The preparedness is due to the overarching principle of “substance over form,” which undergirds the U.S. tax system. Unlike Civil Law systems, the U.S. system, based on the British court system, allows for legal interpretation as to the substance of the transaction rather than the legal form of the arrangement itself to determine intention and therefore, liability.
So no matter how a group might structure their DAO, there is no structure that is a bulletproof shield against tax reporting and collection.
What’s more, the principle of taxation by citizenship ensures that if there is an American citizen involved in a DAO, whether their business transactions and investments take place on U.S. soil, foreign soil or cyberspace, they are obligated to, at the very least, report their activities to the IRS.
The Interplay of Federal and State Regulations
When determining if a group of individuals constitute a partnership, LLC or corporation, one can look to U.S. tax law and state law. If an organized group is not formalized under state law, it will not be recognized by any state as either a LLC, LP or PTP but may be treated as a general partnership under state law. Of course, the issue would be which state law applies if the members of the group live in different states, or even abroad.
The U.S. Treasury regulations define a corporation as an entity which is organized under U.S. federal or state law or recognized Native American nation, designated as a corporation, association, insurance company or state-chartered bank. The Treasury also lists specific types of entities formed under foreign law as being treated as a corporation. These same regulations declare that a partnership is an entity with two or more members which are not a corporation, and a sole proprietor is an individual conducting a trade or business which is not a corporation.

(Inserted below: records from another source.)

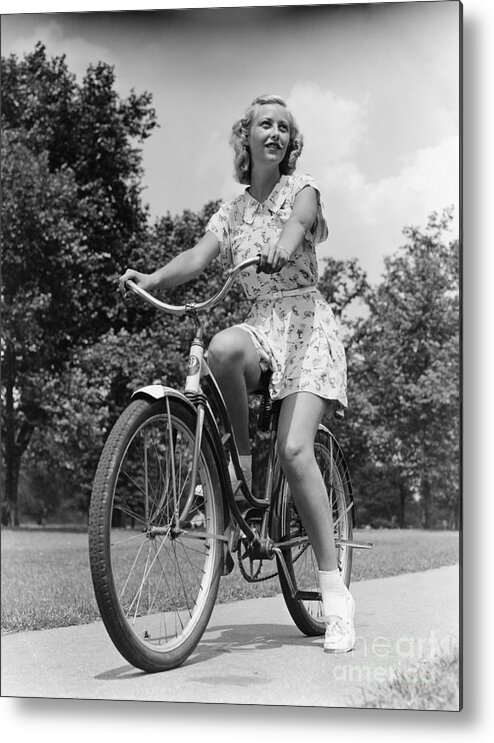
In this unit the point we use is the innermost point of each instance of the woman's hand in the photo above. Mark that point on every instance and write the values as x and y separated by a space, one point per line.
141 279
273 258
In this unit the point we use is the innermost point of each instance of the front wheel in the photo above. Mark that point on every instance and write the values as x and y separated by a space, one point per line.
306 606
155 549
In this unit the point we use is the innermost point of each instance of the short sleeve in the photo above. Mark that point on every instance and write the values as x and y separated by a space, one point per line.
319 230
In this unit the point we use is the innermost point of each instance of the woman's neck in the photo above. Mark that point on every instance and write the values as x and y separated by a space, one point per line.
263 182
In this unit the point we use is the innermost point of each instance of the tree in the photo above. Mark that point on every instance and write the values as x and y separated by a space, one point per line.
405 365
71 215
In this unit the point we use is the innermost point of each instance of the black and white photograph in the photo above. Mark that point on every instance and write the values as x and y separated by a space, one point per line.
231 355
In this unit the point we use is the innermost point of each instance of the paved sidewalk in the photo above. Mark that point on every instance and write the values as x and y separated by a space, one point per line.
251 653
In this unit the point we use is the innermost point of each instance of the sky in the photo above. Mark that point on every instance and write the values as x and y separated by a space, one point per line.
374 88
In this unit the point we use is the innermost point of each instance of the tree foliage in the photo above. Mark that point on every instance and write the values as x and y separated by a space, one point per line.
73 351
71 213
404 369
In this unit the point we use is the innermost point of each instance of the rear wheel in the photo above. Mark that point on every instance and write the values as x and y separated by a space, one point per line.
155 549
306 606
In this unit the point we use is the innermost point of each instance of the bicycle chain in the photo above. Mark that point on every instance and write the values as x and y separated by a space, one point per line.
249 577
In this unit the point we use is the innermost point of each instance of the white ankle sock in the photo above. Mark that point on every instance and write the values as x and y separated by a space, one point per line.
333 593
246 464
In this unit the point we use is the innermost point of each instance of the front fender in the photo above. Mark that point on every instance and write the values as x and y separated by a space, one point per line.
160 391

U.S. tax law does not define a LLC because a LLC is not a corporation under any state law and therefore by default is classified as either a sole proprietor or partnership according to the above mentioned Treasury Regulations, unless said entity makes a special tax election under the Treasury regulations to be treated as a corporation.
U.S. tax law (IRC § 7701(a)(4) and (5)) defines any corporation or partnership which is not formed under the laws of the U.S. or any state as a foreign corporation or foreign partnership.
Hence, if the DAO is formed under any state law, its tax classification will be determined by the IRC and Treasury Regulations.
How Does U.S. Tax Law Classify a DAO?
As previously noted, currently, most DAOs are used for the purpose of a group of individuals to make collective investments. In this case the likely tax classification of the DAO would be a foreign partnership because it can’t be treated as a corporation unless formed under state law as a corporation. For the same reason it would be difficult to classify the DAO as a U.S. entity even if all members were U.S. persons. The use of a DAO for other purposes would require a review of the substance of the activities and intentions of the group to determine its U.S. tax classification – substance over form.
If a DAO would prefer to eliminate the unknown there are two states that allow a DAO to register as a LLC under their state law: Wyoming and Vermont. As mentioned above, unless a special election is made, the entity would likely be treated for U.S. tax purposes as a U.S. partnership.
What are the Potential Tax Liabilities for Investments in a Foreign Entity DAO?
What is the significant difference in the IRS’ treatment of a foreign versus domestic entity? If a DAO is treated as a foreign entity there are special reporting and tax liability implications. For instance, if an interest in a foreign entity by a U.S. person is not properly disclosed on their income tax returns, the IRS levies significant penalties, ranging from $10,000 to $50,000 or higher., Moreover, depending on the entity’s classification as a partnership or corporation, the entity itself can incur additional penalties – for example, if it meets foreign financial account reporting requirements. These penalties are regardless of any income or gain from transacting by way of a DAO.